Nothing could drag the spotlight away from the 21 year-old: Not the other 35 surfers in the draw, not Slater’s broken hoof, not the breaching mako, not the hero boat captain that narrowly avoided capsizing his vessel during the event (while smoking a ciggie), not Jordy Smith with his perfect heat and re-surf controversies… Not even Mick and his great white buddy. That’s how good Toledo was.

It was an honour to call and a privilege to watch. Whether you were standing there on the point or watching it unfold on a screen, you knew you were witnessing something special.

Toledo’s surfing was the perfect blend of progression, traditional lines and blinding speed. Those long workable walls at Supertubes had never experienced anything like it. He hammered through the rounds with his foot to the floor but pushed the needle into the red and beyond with a game-changing fourth round display that featured a ride many are calling one of the best ever ridden in competition.

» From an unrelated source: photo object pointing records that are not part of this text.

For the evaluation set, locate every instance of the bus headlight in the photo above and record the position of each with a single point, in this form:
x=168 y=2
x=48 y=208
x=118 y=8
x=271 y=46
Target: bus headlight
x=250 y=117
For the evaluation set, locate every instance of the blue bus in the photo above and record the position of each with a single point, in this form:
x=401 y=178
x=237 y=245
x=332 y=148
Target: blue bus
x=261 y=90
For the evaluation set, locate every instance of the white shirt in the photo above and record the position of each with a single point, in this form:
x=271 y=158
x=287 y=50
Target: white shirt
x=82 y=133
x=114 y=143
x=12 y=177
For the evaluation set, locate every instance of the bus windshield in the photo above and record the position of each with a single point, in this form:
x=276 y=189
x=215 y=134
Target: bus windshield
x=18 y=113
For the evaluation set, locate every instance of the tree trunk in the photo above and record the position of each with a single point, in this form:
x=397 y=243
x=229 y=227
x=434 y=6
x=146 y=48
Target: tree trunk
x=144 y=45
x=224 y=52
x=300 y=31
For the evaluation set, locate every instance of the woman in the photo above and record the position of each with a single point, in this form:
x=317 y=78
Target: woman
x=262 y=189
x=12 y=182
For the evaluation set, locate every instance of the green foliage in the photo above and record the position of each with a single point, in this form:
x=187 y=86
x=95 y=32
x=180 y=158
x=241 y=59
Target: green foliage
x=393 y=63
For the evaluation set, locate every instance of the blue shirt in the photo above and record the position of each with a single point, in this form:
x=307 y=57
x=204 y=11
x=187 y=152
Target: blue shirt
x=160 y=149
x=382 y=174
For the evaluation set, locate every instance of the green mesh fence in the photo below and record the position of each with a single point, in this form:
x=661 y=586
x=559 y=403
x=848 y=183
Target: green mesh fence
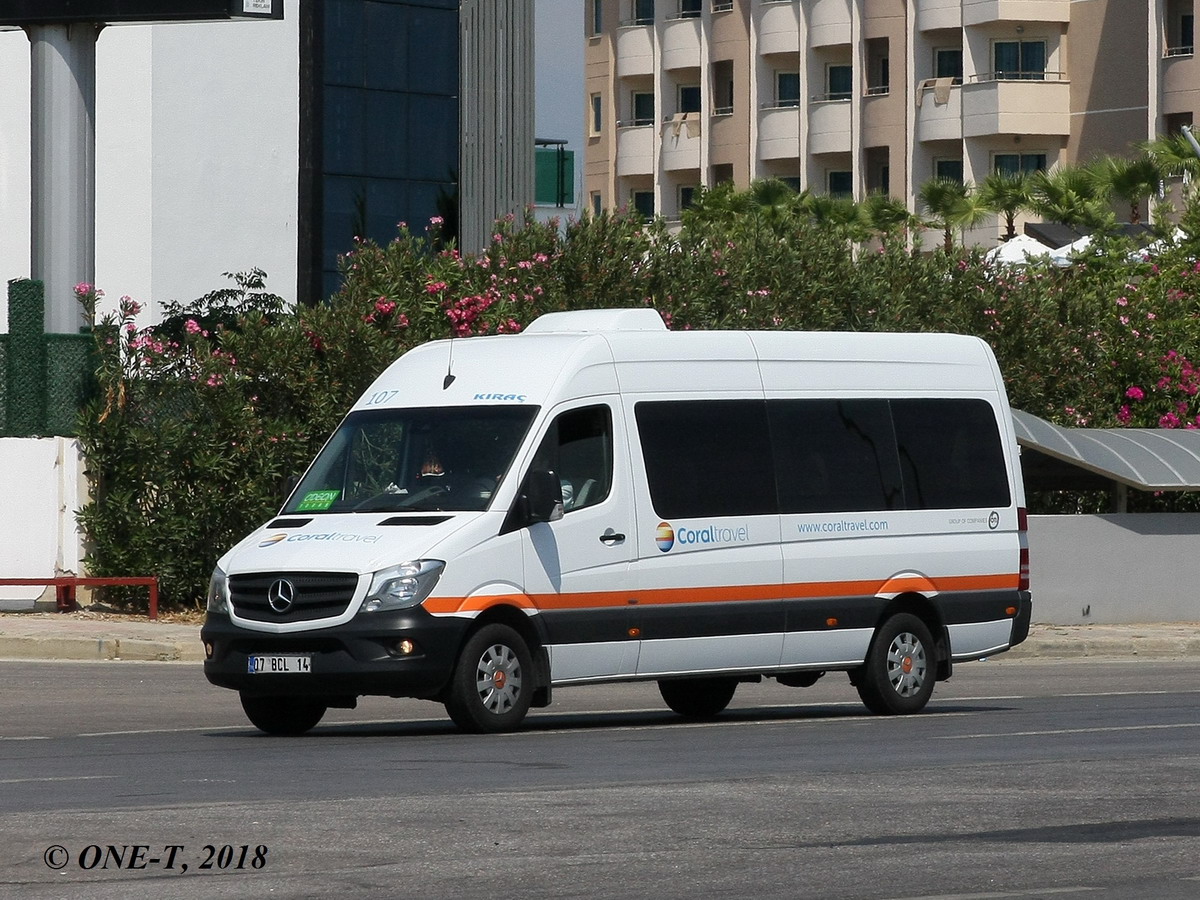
x=45 y=377
x=4 y=384
x=67 y=381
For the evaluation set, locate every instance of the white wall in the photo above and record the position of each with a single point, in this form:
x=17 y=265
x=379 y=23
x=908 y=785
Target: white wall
x=196 y=157
x=1115 y=569
x=41 y=486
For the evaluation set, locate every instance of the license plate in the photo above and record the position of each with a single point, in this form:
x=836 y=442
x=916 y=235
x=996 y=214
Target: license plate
x=279 y=665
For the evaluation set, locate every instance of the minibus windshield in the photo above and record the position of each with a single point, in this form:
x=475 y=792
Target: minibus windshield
x=413 y=460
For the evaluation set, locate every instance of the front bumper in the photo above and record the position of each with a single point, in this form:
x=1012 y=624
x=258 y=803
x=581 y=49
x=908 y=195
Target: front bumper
x=358 y=658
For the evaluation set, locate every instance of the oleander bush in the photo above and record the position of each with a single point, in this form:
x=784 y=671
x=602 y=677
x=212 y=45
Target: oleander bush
x=201 y=421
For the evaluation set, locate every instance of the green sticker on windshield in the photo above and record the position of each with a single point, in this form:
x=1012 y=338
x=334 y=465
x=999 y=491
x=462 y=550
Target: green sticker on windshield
x=318 y=501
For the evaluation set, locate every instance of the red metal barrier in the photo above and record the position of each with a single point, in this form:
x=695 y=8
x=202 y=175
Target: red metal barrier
x=65 y=587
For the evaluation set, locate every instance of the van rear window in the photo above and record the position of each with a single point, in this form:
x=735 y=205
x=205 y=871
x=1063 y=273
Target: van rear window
x=797 y=456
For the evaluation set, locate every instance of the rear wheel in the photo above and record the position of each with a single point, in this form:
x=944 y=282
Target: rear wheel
x=899 y=673
x=697 y=697
x=492 y=683
x=282 y=715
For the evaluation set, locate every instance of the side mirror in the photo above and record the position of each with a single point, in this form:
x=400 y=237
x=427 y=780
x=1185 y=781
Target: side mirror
x=540 y=499
x=545 y=493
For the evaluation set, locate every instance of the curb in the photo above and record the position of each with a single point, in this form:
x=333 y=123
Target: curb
x=47 y=636
x=99 y=648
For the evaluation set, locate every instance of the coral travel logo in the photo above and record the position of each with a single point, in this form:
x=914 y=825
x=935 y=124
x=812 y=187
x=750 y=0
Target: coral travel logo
x=665 y=537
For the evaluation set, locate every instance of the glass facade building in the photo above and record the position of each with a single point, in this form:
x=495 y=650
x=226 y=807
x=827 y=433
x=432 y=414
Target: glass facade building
x=379 y=131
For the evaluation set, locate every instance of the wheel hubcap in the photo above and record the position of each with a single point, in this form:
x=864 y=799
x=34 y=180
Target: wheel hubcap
x=498 y=678
x=907 y=666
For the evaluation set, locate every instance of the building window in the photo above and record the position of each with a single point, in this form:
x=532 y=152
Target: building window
x=787 y=89
x=948 y=169
x=1020 y=60
x=643 y=202
x=839 y=82
x=1015 y=163
x=643 y=108
x=948 y=64
x=723 y=88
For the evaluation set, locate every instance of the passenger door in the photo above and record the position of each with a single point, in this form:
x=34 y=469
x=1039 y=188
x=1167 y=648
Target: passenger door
x=577 y=568
x=709 y=565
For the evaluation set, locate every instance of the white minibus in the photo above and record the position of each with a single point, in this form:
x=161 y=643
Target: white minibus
x=601 y=499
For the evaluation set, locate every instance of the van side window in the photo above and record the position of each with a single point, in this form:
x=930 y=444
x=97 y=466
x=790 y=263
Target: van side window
x=707 y=457
x=577 y=448
x=951 y=454
x=834 y=455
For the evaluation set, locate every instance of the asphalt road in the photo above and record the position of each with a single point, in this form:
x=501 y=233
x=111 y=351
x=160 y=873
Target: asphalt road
x=1023 y=779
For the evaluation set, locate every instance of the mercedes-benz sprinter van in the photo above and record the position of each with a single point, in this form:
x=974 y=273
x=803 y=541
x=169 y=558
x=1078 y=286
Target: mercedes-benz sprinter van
x=601 y=499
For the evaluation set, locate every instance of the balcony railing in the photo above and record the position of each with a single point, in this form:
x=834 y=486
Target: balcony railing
x=1012 y=75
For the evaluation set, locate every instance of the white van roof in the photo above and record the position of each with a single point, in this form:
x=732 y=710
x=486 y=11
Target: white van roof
x=593 y=352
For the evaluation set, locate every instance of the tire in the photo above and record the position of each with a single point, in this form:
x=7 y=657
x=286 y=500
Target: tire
x=900 y=670
x=697 y=697
x=492 y=682
x=282 y=715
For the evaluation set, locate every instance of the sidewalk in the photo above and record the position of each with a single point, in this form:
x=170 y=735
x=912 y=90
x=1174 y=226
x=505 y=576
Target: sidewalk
x=88 y=636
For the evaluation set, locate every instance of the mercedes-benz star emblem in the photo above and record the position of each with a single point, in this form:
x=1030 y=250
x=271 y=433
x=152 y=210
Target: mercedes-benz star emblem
x=281 y=595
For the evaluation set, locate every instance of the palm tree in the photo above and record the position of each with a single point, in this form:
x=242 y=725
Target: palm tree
x=839 y=213
x=945 y=201
x=1174 y=156
x=1007 y=193
x=1067 y=195
x=1129 y=180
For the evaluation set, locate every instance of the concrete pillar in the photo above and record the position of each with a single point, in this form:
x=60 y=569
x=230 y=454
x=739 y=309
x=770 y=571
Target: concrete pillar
x=64 y=167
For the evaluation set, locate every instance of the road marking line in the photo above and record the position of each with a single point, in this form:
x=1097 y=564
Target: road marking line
x=1066 y=731
x=55 y=778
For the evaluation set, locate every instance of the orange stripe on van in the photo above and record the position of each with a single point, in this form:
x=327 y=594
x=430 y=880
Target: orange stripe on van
x=732 y=593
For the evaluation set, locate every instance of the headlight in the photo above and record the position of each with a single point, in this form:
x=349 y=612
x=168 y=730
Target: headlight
x=219 y=592
x=402 y=586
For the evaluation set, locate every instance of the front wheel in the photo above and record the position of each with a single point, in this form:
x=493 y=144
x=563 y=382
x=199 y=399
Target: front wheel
x=492 y=683
x=697 y=697
x=899 y=673
x=282 y=715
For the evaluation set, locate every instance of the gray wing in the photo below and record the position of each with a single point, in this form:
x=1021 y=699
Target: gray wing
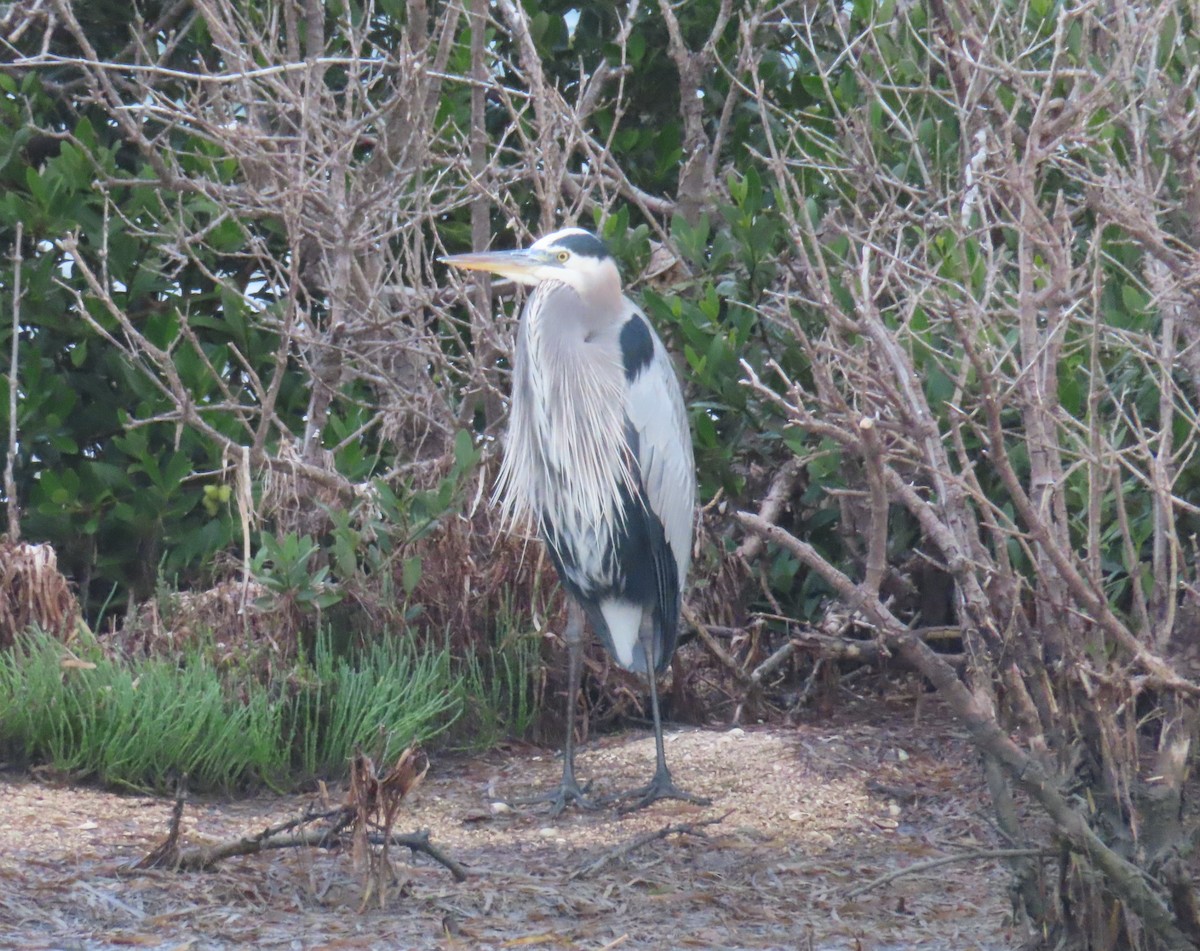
x=655 y=411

With a favourable air-wind kicking up for that Round Four heat, Filipe took a wave and let go of two giant alley-oops – moves that individually were worth, at the very least, 8.5 points – before finishing the wave with a series of bonus hits. The judging panel were handcuffed by the scoring scale and could only throw it a 10 but when compared to the other perfect scores in the comp this one was in another realm.

The best supporting role to Filipe’s award winning act was the wave itself. J-Bay has been a fickle location over the years but each morning of the 2017 event window shed light on stacked swell lines and ideal conditions. The surfing during the event was beyond expectation but the other sessions were magic too.